I think the OP's question is still not answered. The higher wattage heaters will spend less time on, but draw more wattage while they are on, so I don't think its obvious which would use more energy per day to maintain temp in a small tank. My hunch is that the higher watt heaters will still require more energy, kind of the way a Corvette uses more gas even when driven like a Prius . . . 

Has anyone tried to measure with an experiment?


----------



## Tom S (Mar 5, 2013)

You need to convert "X" number of electrical watts to heat in order to hold your your tank at a certain temperature above the surroundings. The smaller heater does it over more time, the larger heater does it faster. Unless one has a more efficient way to convert electrical energy to heat (and they all see to operate in roughly the same manner) you aren't going to see any significant change in the amount of energy used to heat the water.


----------



## Indychus (Feb 21, 2013)

There is no conversion between watts and heat, because watt is a measure of heat (energy) already.
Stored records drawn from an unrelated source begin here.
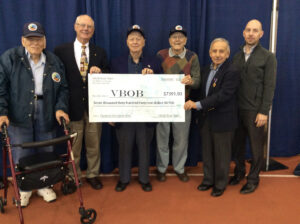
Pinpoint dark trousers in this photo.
[116,123,154,183]
[233,110,264,184]
[200,119,234,189]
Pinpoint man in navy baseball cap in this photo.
[22,22,45,37]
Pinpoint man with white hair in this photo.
[0,22,69,207]
[54,15,109,189]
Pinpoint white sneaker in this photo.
[37,187,56,202]
[20,191,32,208]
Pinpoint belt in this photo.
[33,95,43,100]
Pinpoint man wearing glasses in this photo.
[54,15,109,189]
[156,25,200,182]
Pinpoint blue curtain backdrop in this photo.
[0,0,300,172]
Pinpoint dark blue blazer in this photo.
[198,60,240,132]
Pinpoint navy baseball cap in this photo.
[169,25,187,37]
[127,24,145,38]
[22,22,45,37]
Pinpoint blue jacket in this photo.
[0,47,68,131]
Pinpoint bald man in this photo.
[54,15,109,189]
[229,19,277,194]
[184,38,239,197]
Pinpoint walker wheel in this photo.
[0,197,6,214]
[80,208,97,224]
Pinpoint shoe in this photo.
[20,191,32,208]
[86,177,103,190]
[175,172,190,182]
[229,175,245,185]
[197,184,213,191]
[210,187,225,197]
[115,181,128,192]
[139,182,152,192]
[240,183,258,194]
[156,170,167,182]
[37,187,56,202]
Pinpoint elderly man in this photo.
[229,20,277,194]
[156,25,200,182]
[0,22,69,207]
[184,38,239,197]
[111,25,162,191]
[54,15,109,189]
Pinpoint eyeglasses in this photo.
[76,23,94,29]
[171,35,185,40]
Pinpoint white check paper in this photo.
[88,74,185,122]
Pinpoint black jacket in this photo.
[199,60,240,132]
[233,44,277,115]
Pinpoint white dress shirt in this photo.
[74,38,90,71]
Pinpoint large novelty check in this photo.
[88,74,185,122]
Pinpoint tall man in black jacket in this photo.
[229,20,277,194]
[54,15,109,189]
[184,38,239,197]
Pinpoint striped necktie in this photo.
[80,45,89,82]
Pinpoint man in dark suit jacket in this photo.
[111,25,162,191]
[229,19,277,194]
[184,38,239,197]
[54,15,109,189]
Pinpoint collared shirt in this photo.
[128,54,143,74]
[25,49,46,95]
[74,38,90,71]
[196,63,223,110]
[169,47,186,59]
[243,44,257,62]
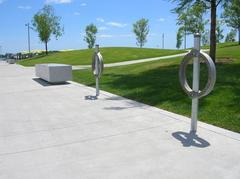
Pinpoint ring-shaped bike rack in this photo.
[179,49,216,99]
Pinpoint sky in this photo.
[0,0,229,53]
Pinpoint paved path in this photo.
[0,62,240,179]
[73,52,187,70]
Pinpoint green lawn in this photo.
[18,47,185,66]
[74,46,240,132]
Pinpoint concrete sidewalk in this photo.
[0,62,240,179]
[73,52,188,70]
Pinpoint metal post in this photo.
[191,34,201,132]
[95,45,99,96]
[162,33,165,49]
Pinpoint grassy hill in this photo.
[74,45,240,132]
[18,47,185,66]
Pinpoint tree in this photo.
[171,0,229,62]
[225,29,237,42]
[133,18,149,48]
[177,3,208,48]
[176,29,183,49]
[32,5,64,55]
[216,21,224,43]
[223,0,240,45]
[84,24,98,49]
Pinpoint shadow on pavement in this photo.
[85,96,98,101]
[172,131,210,148]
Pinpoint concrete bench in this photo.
[35,64,72,83]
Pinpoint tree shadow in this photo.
[85,95,98,101]
[172,131,210,148]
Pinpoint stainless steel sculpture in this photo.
[179,34,216,132]
[92,45,104,96]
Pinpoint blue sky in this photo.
[0,0,228,53]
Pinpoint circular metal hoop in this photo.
[92,52,104,78]
[179,50,216,98]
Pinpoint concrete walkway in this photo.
[0,62,240,179]
[73,52,187,70]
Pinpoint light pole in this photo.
[162,33,165,49]
[25,23,32,53]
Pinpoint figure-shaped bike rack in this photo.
[179,34,216,133]
[92,45,104,97]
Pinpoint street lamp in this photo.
[162,33,165,49]
[25,23,33,53]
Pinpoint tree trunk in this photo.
[210,0,217,62]
[238,27,240,45]
[45,42,48,55]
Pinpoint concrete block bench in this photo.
[7,59,16,64]
[35,64,72,83]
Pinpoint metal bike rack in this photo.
[179,34,216,132]
[92,45,104,97]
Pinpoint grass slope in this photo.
[18,47,185,66]
[74,46,240,132]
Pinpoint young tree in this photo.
[177,3,208,48]
[216,21,224,43]
[133,18,149,48]
[84,24,98,49]
[201,30,210,45]
[225,29,237,42]
[223,0,240,45]
[171,0,229,62]
[32,5,64,55]
[176,29,183,49]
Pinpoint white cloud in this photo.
[81,3,87,6]
[0,0,6,4]
[119,34,134,37]
[157,18,165,22]
[99,34,113,38]
[98,26,108,31]
[46,0,72,4]
[107,22,127,28]
[97,17,105,22]
[18,6,32,10]
[73,12,80,16]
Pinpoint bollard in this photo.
[179,34,216,133]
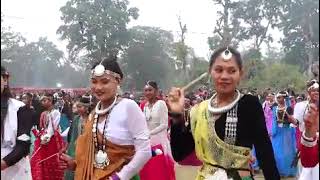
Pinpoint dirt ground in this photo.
[175,165,296,180]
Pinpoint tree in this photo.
[57,0,138,64]
[275,0,319,77]
[175,16,189,80]
[121,26,174,89]
[234,0,279,50]
[208,0,243,50]
[1,38,63,87]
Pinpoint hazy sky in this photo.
[1,0,280,57]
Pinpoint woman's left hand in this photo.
[304,104,319,138]
[1,159,8,171]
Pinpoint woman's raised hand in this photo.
[168,87,184,113]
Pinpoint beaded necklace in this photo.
[92,97,119,169]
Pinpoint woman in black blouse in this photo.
[168,47,280,180]
[1,66,33,180]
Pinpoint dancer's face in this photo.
[1,76,8,94]
[91,74,119,102]
[144,85,157,101]
[308,88,319,102]
[77,104,88,115]
[210,56,243,94]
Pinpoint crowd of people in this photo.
[1,47,319,180]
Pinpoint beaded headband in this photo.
[276,93,288,97]
[308,82,319,91]
[221,47,232,61]
[91,63,121,79]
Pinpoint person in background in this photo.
[272,91,297,177]
[1,66,33,180]
[31,93,65,180]
[291,79,319,180]
[64,95,91,180]
[299,100,319,180]
[168,47,280,180]
[140,81,175,180]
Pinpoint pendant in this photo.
[94,150,110,169]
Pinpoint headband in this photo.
[221,47,232,61]
[146,81,158,89]
[276,92,288,97]
[308,82,319,91]
[91,63,121,79]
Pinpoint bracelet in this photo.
[111,173,120,180]
[301,131,318,147]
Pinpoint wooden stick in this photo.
[182,72,208,91]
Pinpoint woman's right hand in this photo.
[168,87,184,113]
[304,104,319,138]
[59,153,76,171]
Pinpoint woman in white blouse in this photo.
[60,58,151,180]
[140,81,175,180]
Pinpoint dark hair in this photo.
[22,93,33,99]
[146,81,158,89]
[1,66,12,141]
[307,79,319,89]
[91,56,123,79]
[209,47,242,70]
[43,93,57,105]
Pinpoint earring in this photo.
[117,85,122,95]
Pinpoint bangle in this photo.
[111,173,120,180]
[301,131,318,147]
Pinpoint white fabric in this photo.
[1,155,32,180]
[144,100,172,157]
[1,98,32,180]
[293,101,308,132]
[17,134,31,141]
[45,109,61,137]
[1,98,24,148]
[61,127,70,137]
[299,163,319,180]
[98,98,151,180]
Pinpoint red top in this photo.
[300,141,319,168]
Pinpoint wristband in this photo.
[111,173,120,180]
[301,131,318,147]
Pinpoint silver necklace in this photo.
[144,102,156,121]
[208,90,241,114]
[95,96,117,115]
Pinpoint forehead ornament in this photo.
[221,48,232,61]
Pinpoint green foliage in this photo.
[57,0,138,62]
[208,0,243,51]
[275,0,319,72]
[121,26,175,90]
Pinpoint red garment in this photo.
[139,145,176,180]
[30,131,64,180]
[140,100,148,111]
[300,141,319,168]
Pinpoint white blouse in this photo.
[293,101,308,132]
[143,100,168,135]
[98,98,151,180]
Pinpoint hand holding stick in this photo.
[168,73,208,113]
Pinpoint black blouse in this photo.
[170,95,280,180]
[3,106,34,166]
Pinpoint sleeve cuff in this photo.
[301,131,318,147]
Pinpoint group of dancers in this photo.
[1,47,319,180]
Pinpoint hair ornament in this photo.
[221,47,232,61]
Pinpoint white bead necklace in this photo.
[95,96,117,115]
[208,90,241,114]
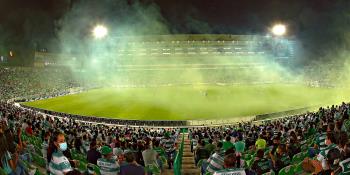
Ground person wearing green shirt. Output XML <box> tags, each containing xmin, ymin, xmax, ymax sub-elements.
<box><xmin>204</xmin><ymin>139</ymin><xmax>216</xmax><ymax>154</ymax></box>
<box><xmin>97</xmin><ymin>146</ymin><xmax>120</xmax><ymax>175</ymax></box>
<box><xmin>255</xmin><ymin>134</ymin><xmax>266</xmax><ymax>150</ymax></box>
<box><xmin>235</xmin><ymin>136</ymin><xmax>245</xmax><ymax>153</ymax></box>
<box><xmin>222</xmin><ymin>136</ymin><xmax>234</xmax><ymax>151</ymax></box>
<box><xmin>213</xmin><ymin>153</ymin><xmax>246</xmax><ymax>175</ymax></box>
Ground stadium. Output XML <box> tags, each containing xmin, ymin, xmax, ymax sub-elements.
<box><xmin>0</xmin><ymin>1</ymin><xmax>350</xmax><ymax>175</ymax></box>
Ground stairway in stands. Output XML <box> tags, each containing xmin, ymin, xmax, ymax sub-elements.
<box><xmin>180</xmin><ymin>133</ymin><xmax>200</xmax><ymax>175</ymax></box>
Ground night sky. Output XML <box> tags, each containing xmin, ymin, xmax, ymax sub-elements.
<box><xmin>0</xmin><ymin>0</ymin><xmax>350</xmax><ymax>64</ymax></box>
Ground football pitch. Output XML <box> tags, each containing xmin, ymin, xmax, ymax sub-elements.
<box><xmin>24</xmin><ymin>84</ymin><xmax>349</xmax><ymax>120</ymax></box>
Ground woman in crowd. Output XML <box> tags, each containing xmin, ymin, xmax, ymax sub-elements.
<box><xmin>47</xmin><ymin>132</ymin><xmax>73</xmax><ymax>175</ymax></box>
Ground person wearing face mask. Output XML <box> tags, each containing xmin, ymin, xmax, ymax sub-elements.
<box><xmin>0</xmin><ymin>122</ymin><xmax>19</xmax><ymax>175</ymax></box>
<box><xmin>97</xmin><ymin>146</ymin><xmax>120</xmax><ymax>175</ymax></box>
<box><xmin>47</xmin><ymin>132</ymin><xmax>73</xmax><ymax>175</ymax></box>
<box><xmin>317</xmin><ymin>132</ymin><xmax>337</xmax><ymax>170</ymax></box>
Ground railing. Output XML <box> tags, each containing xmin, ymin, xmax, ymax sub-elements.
<box><xmin>174</xmin><ymin>131</ymin><xmax>185</xmax><ymax>175</ymax></box>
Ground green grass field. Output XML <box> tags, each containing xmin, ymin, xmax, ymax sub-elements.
<box><xmin>24</xmin><ymin>85</ymin><xmax>349</xmax><ymax>120</ymax></box>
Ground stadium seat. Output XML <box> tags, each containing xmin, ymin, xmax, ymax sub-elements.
<box><xmin>145</xmin><ymin>164</ymin><xmax>160</xmax><ymax>175</ymax></box>
<box><xmin>78</xmin><ymin>161</ymin><xmax>87</xmax><ymax>173</ymax></box>
<box><xmin>294</xmin><ymin>161</ymin><xmax>304</xmax><ymax>174</ymax></box>
<box><xmin>87</xmin><ymin>163</ymin><xmax>101</xmax><ymax>175</ymax></box>
<box><xmin>263</xmin><ymin>170</ymin><xmax>275</xmax><ymax>175</ymax></box>
<box><xmin>278</xmin><ymin>165</ymin><xmax>294</xmax><ymax>175</ymax></box>
<box><xmin>32</xmin><ymin>153</ymin><xmax>46</xmax><ymax>168</ymax></box>
<box><xmin>292</xmin><ymin>152</ymin><xmax>307</xmax><ymax>165</ymax></box>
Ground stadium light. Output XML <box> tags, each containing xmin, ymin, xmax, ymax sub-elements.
<box><xmin>272</xmin><ymin>24</ymin><xmax>287</xmax><ymax>36</ymax></box>
<box><xmin>92</xmin><ymin>25</ymin><xmax>108</xmax><ymax>39</ymax></box>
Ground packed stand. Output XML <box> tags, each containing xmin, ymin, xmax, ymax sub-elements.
<box><xmin>0</xmin><ymin>67</ymin><xmax>80</xmax><ymax>100</ymax></box>
<box><xmin>189</xmin><ymin>103</ymin><xmax>350</xmax><ymax>175</ymax></box>
<box><xmin>0</xmin><ymin>103</ymin><xmax>179</xmax><ymax>175</ymax></box>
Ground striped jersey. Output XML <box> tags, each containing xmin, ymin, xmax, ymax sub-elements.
<box><xmin>339</xmin><ymin>158</ymin><xmax>350</xmax><ymax>174</ymax></box>
<box><xmin>153</xmin><ymin>147</ymin><xmax>165</xmax><ymax>156</ymax></box>
<box><xmin>317</xmin><ymin>143</ymin><xmax>337</xmax><ymax>161</ymax></box>
<box><xmin>49</xmin><ymin>150</ymin><xmax>73</xmax><ymax>175</ymax></box>
<box><xmin>162</xmin><ymin>138</ymin><xmax>175</xmax><ymax>153</ymax></box>
<box><xmin>97</xmin><ymin>158</ymin><xmax>120</xmax><ymax>175</ymax></box>
<box><xmin>207</xmin><ymin>149</ymin><xmax>225</xmax><ymax>173</ymax></box>
<box><xmin>213</xmin><ymin>168</ymin><xmax>246</xmax><ymax>175</ymax></box>
<box><xmin>316</xmin><ymin>132</ymin><xmax>327</xmax><ymax>150</ymax></box>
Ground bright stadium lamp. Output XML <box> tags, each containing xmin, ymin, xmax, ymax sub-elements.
<box><xmin>92</xmin><ymin>25</ymin><xmax>108</xmax><ymax>39</ymax></box>
<box><xmin>272</xmin><ymin>24</ymin><xmax>287</xmax><ymax>36</ymax></box>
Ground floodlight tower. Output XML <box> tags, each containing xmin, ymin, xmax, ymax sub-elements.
<box><xmin>92</xmin><ymin>25</ymin><xmax>108</xmax><ymax>39</ymax></box>
<box><xmin>271</xmin><ymin>24</ymin><xmax>287</xmax><ymax>36</ymax></box>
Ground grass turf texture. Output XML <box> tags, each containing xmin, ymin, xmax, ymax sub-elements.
<box><xmin>24</xmin><ymin>85</ymin><xmax>349</xmax><ymax>120</ymax></box>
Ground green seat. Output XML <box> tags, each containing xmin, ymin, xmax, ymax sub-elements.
<box><xmin>205</xmin><ymin>172</ymin><xmax>213</xmax><ymax>175</ymax></box>
<box><xmin>145</xmin><ymin>164</ymin><xmax>160</xmax><ymax>175</ymax></box>
<box><xmin>262</xmin><ymin>170</ymin><xmax>275</xmax><ymax>175</ymax></box>
<box><xmin>278</xmin><ymin>165</ymin><xmax>294</xmax><ymax>175</ymax></box>
<box><xmin>0</xmin><ymin>167</ymin><xmax>7</xmax><ymax>175</ymax></box>
<box><xmin>78</xmin><ymin>161</ymin><xmax>87</xmax><ymax>173</ymax></box>
<box><xmin>245</xmin><ymin>158</ymin><xmax>254</xmax><ymax>168</ymax></box>
<box><xmin>34</xmin><ymin>169</ymin><xmax>43</xmax><ymax>175</ymax></box>
<box><xmin>292</xmin><ymin>152</ymin><xmax>307</xmax><ymax>165</ymax></box>
<box><xmin>159</xmin><ymin>156</ymin><xmax>168</xmax><ymax>165</ymax></box>
<box><xmin>87</xmin><ymin>163</ymin><xmax>101</xmax><ymax>175</ymax></box>
<box><xmin>294</xmin><ymin>161</ymin><xmax>304</xmax><ymax>174</ymax></box>
<box><xmin>32</xmin><ymin>153</ymin><xmax>46</xmax><ymax>168</ymax></box>
<box><xmin>243</xmin><ymin>154</ymin><xmax>253</xmax><ymax>161</ymax></box>
<box><xmin>197</xmin><ymin>159</ymin><xmax>205</xmax><ymax>168</ymax></box>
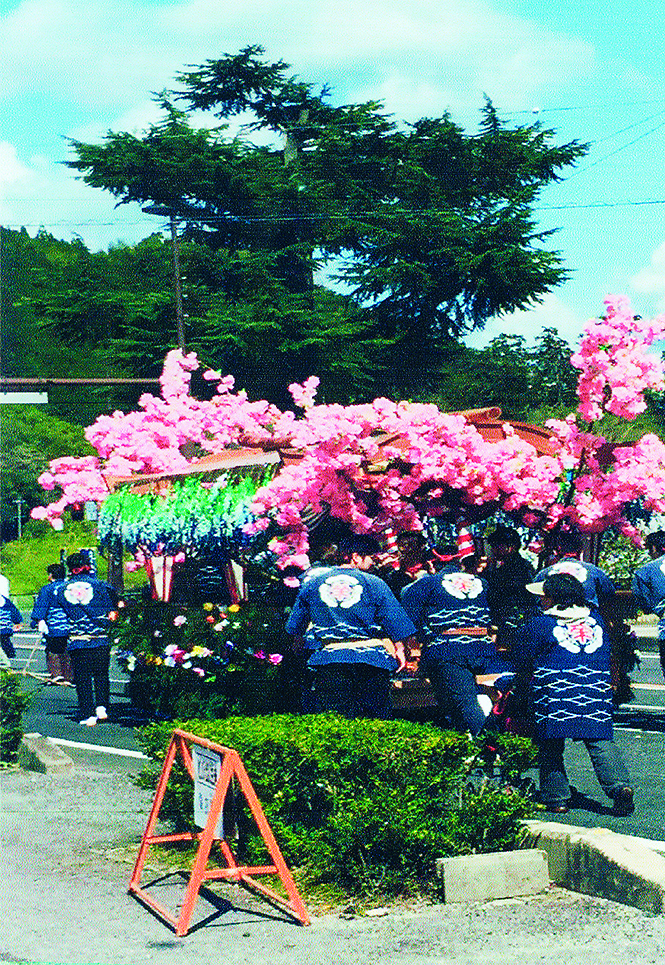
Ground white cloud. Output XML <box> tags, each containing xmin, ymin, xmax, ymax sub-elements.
<box><xmin>630</xmin><ymin>241</ymin><xmax>665</xmax><ymax>312</ymax></box>
<box><xmin>0</xmin><ymin>141</ymin><xmax>152</xmax><ymax>250</ymax></box>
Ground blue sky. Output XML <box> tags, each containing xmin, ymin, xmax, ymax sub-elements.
<box><xmin>0</xmin><ymin>0</ymin><xmax>665</xmax><ymax>344</ymax></box>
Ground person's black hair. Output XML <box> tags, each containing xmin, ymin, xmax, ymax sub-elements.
<box><xmin>644</xmin><ymin>529</ymin><xmax>665</xmax><ymax>553</ymax></box>
<box><xmin>396</xmin><ymin>529</ymin><xmax>427</xmax><ymax>546</ymax></box>
<box><xmin>543</xmin><ymin>573</ymin><xmax>587</xmax><ymax>607</ymax></box>
<box><xmin>556</xmin><ymin>529</ymin><xmax>582</xmax><ymax>553</ymax></box>
<box><xmin>339</xmin><ymin>533</ymin><xmax>381</xmax><ymax>561</ymax></box>
<box><xmin>487</xmin><ymin>525</ymin><xmax>522</xmax><ymax>549</ymax></box>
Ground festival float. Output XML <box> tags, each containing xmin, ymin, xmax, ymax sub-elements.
<box><xmin>32</xmin><ymin>298</ymin><xmax>665</xmax><ymax>710</ymax></box>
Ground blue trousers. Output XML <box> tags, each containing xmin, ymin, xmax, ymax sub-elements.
<box><xmin>69</xmin><ymin>646</ymin><xmax>111</xmax><ymax>720</ymax></box>
<box><xmin>421</xmin><ymin>648</ymin><xmax>497</xmax><ymax>736</ymax></box>
<box><xmin>536</xmin><ymin>737</ymin><xmax>630</xmax><ymax>805</ymax></box>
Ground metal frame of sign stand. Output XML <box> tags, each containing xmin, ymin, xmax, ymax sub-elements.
<box><xmin>128</xmin><ymin>730</ymin><xmax>310</xmax><ymax>937</ymax></box>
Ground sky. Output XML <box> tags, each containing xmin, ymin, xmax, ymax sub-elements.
<box><xmin>0</xmin><ymin>0</ymin><xmax>665</xmax><ymax>347</ymax></box>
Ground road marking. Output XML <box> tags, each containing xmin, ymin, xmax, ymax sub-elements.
<box><xmin>44</xmin><ymin>735</ymin><xmax>150</xmax><ymax>761</ymax></box>
<box><xmin>616</xmin><ymin>704</ymin><xmax>665</xmax><ymax>714</ymax></box>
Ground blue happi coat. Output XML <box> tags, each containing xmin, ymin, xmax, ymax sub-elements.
<box><xmin>286</xmin><ymin>566</ymin><xmax>415</xmax><ymax>671</ymax></box>
<box><xmin>55</xmin><ymin>573</ymin><xmax>118</xmax><ymax>650</ymax></box>
<box><xmin>401</xmin><ymin>564</ymin><xmax>497</xmax><ymax>659</ymax></box>
<box><xmin>511</xmin><ymin>607</ymin><xmax>613</xmax><ymax>740</ymax></box>
<box><xmin>0</xmin><ymin>594</ymin><xmax>21</xmax><ymax>635</ymax></box>
<box><xmin>30</xmin><ymin>580</ymin><xmax>71</xmax><ymax>637</ymax></box>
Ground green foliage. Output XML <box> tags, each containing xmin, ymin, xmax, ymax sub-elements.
<box><xmin>0</xmin><ymin>515</ymin><xmax>145</xmax><ymax>596</ymax></box>
<box><xmin>98</xmin><ymin>471</ymin><xmax>271</xmax><ymax>558</ymax></box>
<box><xmin>436</xmin><ymin>328</ymin><xmax>578</xmax><ymax>422</ymax></box>
<box><xmin>61</xmin><ymin>46</ymin><xmax>586</xmax><ymax>399</ymax></box>
<box><xmin>598</xmin><ymin>531</ymin><xmax>651</xmax><ymax>589</ymax></box>
<box><xmin>139</xmin><ymin>715</ymin><xmax>533</xmax><ymax>896</ymax></box>
<box><xmin>0</xmin><ymin>405</ymin><xmax>94</xmax><ymax>520</ymax></box>
<box><xmin>0</xmin><ymin>670</ymin><xmax>32</xmax><ymax>764</ymax></box>
<box><xmin>114</xmin><ymin>599</ymin><xmax>297</xmax><ymax>720</ymax></box>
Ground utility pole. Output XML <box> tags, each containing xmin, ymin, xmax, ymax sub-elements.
<box><xmin>169</xmin><ymin>211</ymin><xmax>185</xmax><ymax>354</ymax></box>
<box><xmin>14</xmin><ymin>496</ymin><xmax>23</xmax><ymax>539</ymax></box>
<box><xmin>141</xmin><ymin>204</ymin><xmax>185</xmax><ymax>353</ymax></box>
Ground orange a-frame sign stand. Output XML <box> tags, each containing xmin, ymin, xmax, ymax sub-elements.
<box><xmin>129</xmin><ymin>730</ymin><xmax>310</xmax><ymax>936</ymax></box>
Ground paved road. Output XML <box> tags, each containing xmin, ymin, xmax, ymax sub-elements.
<box><xmin>7</xmin><ymin>626</ymin><xmax>665</xmax><ymax>841</ymax></box>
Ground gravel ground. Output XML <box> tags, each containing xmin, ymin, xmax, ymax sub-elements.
<box><xmin>0</xmin><ymin>752</ymin><xmax>665</xmax><ymax>965</ymax></box>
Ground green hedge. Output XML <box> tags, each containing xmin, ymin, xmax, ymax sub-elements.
<box><xmin>0</xmin><ymin>670</ymin><xmax>32</xmax><ymax>764</ymax></box>
<box><xmin>139</xmin><ymin>715</ymin><xmax>534</xmax><ymax>896</ymax></box>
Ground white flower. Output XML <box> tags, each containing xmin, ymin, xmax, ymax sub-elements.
<box><xmin>441</xmin><ymin>573</ymin><xmax>483</xmax><ymax>600</ymax></box>
<box><xmin>65</xmin><ymin>580</ymin><xmax>94</xmax><ymax>605</ymax></box>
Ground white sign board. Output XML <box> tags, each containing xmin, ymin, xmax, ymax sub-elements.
<box><xmin>192</xmin><ymin>744</ymin><xmax>224</xmax><ymax>838</ymax></box>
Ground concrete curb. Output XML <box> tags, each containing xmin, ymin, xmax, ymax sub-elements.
<box><xmin>18</xmin><ymin>734</ymin><xmax>74</xmax><ymax>774</ymax></box>
<box><xmin>524</xmin><ymin>821</ymin><xmax>665</xmax><ymax>915</ymax></box>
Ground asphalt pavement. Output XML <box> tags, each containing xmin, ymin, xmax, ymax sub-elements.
<box><xmin>0</xmin><ymin>620</ymin><xmax>665</xmax><ymax>965</ymax></box>
<box><xmin>13</xmin><ymin>624</ymin><xmax>665</xmax><ymax>841</ymax></box>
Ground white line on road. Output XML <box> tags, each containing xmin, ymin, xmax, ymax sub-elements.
<box><xmin>48</xmin><ymin>737</ymin><xmax>149</xmax><ymax>761</ymax></box>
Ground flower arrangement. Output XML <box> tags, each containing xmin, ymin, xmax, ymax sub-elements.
<box><xmin>115</xmin><ymin>600</ymin><xmax>291</xmax><ymax>719</ymax></box>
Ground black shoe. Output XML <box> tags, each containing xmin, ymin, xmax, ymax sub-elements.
<box><xmin>612</xmin><ymin>787</ymin><xmax>635</xmax><ymax>818</ymax></box>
A watt is one joule per second, with a joule being the passing of one ampere of current through one ohm of resistance per second. A Joule is also (approximately) the amount of energy needed to raise one gram of air by one degree centigrade. By multiplying by water's specific heat, you can obtain the required joules to raise one gram of water by one degree centigrade, which is a calorie. Because the tank requires the same number of calories to reach the target temp regardless of heater size, the same number of joules (and therefor watts) are needed to achieve the target temp. Since watts are measured over time, a larger heater will require less time to reach the target temperature, however will put the same amount of energy into the tank as the smaller heater. In effect, either a large heater or small heater will require the exact same electrical input provided that the method of heating is the same (most aquarium heaters are resistance heaters). You can run as large a heater as can physically fit into your tank with little or no consequence; however too small a heater may never reach the target temp if it can not supply the necessary wattage.


----------



## gSTiTcH (Feb 21, 2013)

ETK said:


> My hunch is that the higher watt heaters will still require more energy, kind of the way a Corvette uses more gas even when driven like a Prius


Higher wattage heaters will use more energy when ON. A heater is going to pump out more heat at a higher wattage due to the larger element/surface area.

More wattage + bigger element = more BTU.

I see potential problems with using an oversized heater:

1) The larger heater will put out more heat into a concentrated area before water currents can distribute it. This is going to cause much more notable 'hot spots' in the tank - not good for living things.

2) A larger heater will have much shorter cycles, which will wear out the thermostat quicker, increasing the risk of thermostat sticking and failure.

3) The hot spots are likely to cause low current parts of the tank to not reach set temperature. As the water around the heater reaches temperature very quickly, the heater will switch off before the heat is distributed.

To play on your example, putting the Prius motor in the Corvette will not work simply because it's underpowered for the job. Putting the Corvette motor in the Prius is more likely to damage the Prius frame, and certainly will not make it run any more efficiently.

I tend to use the right size tool for the job. Why drive a finishing nail with a sledgehammer? Sure, it's much quicker, but the risk of collateral damage is far too high for my tastes.


----------